Eye Small-Cap Dividend ETF OUSM as Inflation Cools

Entering 2023, both rising rates and recession loomed over the U.S. economy. However, inflation took the crown as the principal concern, and rightly so. While inflation remains an issue, a soft landing and a higher-for-longer rate regime stand out as likely trends moving forward. Those combined factors may set the stage for a small-cap dividend ETF like OUSM to perform in the months ahead.

Why small-caps now? In a soft landing environment in which the U.S. economy mostly avoids the worst possible outcomes feared entering this year, small-cap upside can appeal. Investors often want to get in at the sweet spot where smaller firms see significant growth and offer those investors strong returns. What’s more, in a year in which the S&P 500 has relied heavily on just a few firms, avoiding more top-heavy firms that could overheat may also appeal.

See more: “Get Historically Cheap Quality Small-Caps in OUSM

All that said, small-caps have their own risks. Many current small-cap firms will have to refinance into the current, much higher rate regime. With so many built to rely on long-term future revenues, that poses an issue. However, with a small-cap dividend ETF approach, investors can identify the small-caps with a durable outlook. Those firms, then, would find themselves well positioned should the Fed cut rates next year after further inflation cooling.

The Merits of a Small-Cap Dividend ETF

Overall, those factors point to an ETF like OUSM, the ALPS O’Shares US Small-Cap Quality Dividend ETF. OUSM has returned 10.7%, outperforming the ETF database category and FactSet segment averages. The ETF tracks the O’Shares US Small-Cap Quality Dividend Index and has added $141 million in YTD inflows, per LOGICLY.

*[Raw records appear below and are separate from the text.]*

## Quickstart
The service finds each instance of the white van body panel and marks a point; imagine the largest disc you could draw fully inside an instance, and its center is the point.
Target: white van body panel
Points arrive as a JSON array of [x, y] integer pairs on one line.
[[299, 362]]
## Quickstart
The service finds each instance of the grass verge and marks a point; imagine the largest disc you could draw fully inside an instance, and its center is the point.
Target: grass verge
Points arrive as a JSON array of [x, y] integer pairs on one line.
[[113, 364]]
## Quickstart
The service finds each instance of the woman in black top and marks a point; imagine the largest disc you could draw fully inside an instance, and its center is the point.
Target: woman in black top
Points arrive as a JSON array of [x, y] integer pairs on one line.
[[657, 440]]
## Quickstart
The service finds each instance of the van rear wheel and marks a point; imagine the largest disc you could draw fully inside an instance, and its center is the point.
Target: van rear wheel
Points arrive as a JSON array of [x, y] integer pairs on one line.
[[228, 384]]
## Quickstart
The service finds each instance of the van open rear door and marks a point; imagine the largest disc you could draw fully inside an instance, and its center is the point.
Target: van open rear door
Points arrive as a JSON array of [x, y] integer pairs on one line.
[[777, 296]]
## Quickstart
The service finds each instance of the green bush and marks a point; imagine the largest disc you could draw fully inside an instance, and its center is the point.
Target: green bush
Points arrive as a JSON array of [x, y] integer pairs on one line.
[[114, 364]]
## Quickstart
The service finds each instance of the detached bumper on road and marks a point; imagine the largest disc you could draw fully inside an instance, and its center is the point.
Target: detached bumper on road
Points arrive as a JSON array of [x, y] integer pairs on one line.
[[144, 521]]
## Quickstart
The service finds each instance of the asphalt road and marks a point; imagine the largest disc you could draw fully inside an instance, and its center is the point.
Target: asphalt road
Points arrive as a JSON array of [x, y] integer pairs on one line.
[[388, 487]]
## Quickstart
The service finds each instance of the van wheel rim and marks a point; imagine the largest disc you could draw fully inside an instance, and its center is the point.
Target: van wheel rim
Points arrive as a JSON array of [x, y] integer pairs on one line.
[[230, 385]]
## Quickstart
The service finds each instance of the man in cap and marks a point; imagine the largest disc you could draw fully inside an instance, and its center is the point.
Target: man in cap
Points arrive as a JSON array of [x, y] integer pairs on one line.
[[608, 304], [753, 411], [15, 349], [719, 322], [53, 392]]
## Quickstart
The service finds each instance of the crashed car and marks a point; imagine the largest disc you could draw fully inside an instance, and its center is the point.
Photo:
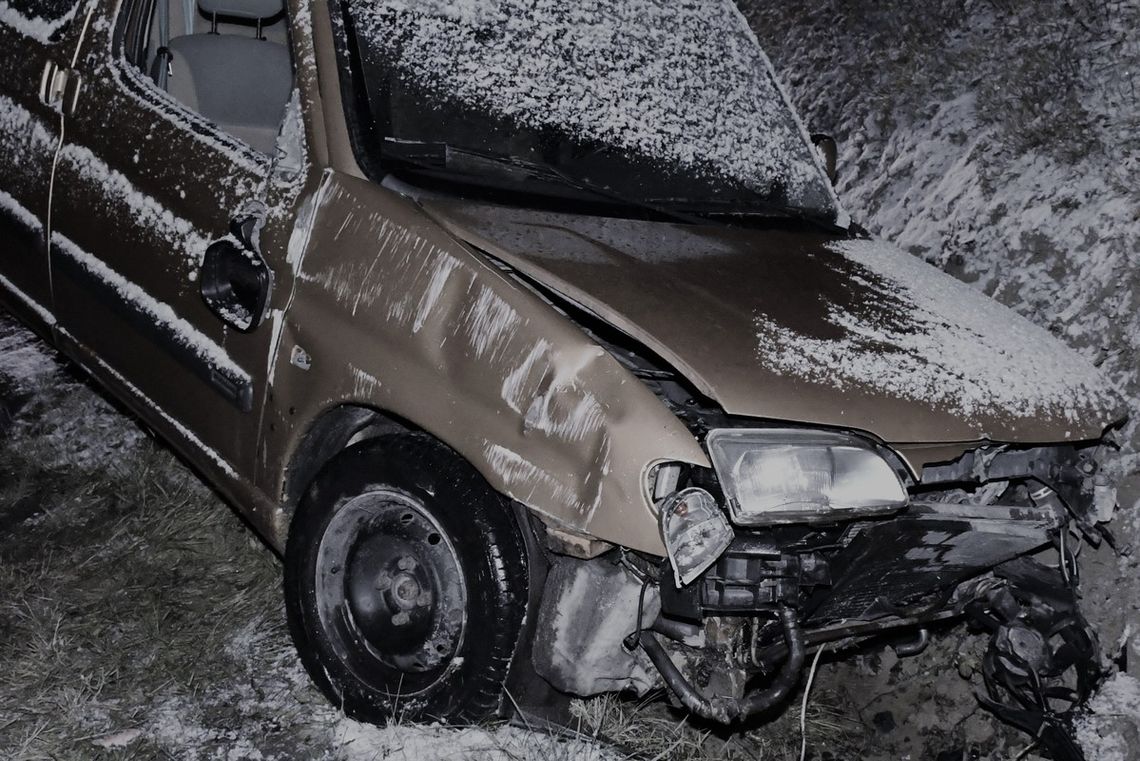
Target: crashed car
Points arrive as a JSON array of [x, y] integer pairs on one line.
[[535, 337]]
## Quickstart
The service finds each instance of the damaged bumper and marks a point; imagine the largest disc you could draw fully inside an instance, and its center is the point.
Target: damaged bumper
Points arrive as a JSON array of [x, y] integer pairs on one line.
[[730, 641]]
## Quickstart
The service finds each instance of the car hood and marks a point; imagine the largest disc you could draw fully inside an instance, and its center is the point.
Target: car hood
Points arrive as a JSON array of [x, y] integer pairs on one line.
[[805, 326]]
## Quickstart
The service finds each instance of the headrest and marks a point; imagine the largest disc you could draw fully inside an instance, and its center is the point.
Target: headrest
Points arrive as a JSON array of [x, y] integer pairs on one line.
[[251, 9]]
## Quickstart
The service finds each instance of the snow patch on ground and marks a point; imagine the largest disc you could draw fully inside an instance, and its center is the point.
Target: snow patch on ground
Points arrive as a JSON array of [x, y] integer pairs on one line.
[[1112, 728], [929, 337], [358, 742]]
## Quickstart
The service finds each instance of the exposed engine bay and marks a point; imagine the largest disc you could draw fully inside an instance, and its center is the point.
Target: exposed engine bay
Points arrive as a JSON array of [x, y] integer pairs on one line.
[[991, 538]]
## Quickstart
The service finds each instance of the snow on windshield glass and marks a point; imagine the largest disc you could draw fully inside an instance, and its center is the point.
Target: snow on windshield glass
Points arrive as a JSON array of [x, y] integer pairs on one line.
[[41, 19], [683, 82]]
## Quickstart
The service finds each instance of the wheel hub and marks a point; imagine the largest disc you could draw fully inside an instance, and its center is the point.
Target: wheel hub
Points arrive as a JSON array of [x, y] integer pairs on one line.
[[401, 590]]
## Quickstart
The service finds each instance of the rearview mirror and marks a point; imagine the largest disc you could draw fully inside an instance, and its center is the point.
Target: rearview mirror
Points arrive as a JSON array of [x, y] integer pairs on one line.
[[829, 150]]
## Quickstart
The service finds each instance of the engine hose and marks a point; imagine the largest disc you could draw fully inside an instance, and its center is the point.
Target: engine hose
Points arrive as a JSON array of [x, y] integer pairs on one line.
[[727, 710]]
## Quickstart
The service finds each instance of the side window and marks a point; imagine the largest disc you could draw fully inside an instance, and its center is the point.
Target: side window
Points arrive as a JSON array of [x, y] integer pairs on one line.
[[42, 19], [228, 60]]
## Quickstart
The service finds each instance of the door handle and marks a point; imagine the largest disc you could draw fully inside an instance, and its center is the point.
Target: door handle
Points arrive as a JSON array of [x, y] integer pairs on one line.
[[59, 86]]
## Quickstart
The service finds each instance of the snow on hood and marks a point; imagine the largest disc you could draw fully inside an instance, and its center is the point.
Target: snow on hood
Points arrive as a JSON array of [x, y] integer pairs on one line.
[[682, 82], [803, 326], [927, 337]]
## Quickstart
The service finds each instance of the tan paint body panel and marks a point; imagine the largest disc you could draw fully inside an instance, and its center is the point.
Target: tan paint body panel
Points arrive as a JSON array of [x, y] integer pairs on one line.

OUSM takes the S-Network US Equity Mid/Small-Cap 2500 Index and reweights it for quality, low volatility, dividend yield, and dividend quality. It considers factors like ROA and EBITDA, five-year weekly volatility, 12-month trailing dividend yield, and more. Taken together, it holds about 200 firms with a 22% sector cap. Charging 48 basis points, OUSM could be one ETF to watch if a soft landing hits. In such a scenario, a small-cap dividend ETF offers small-cap potential boosted by quality and dividend screens.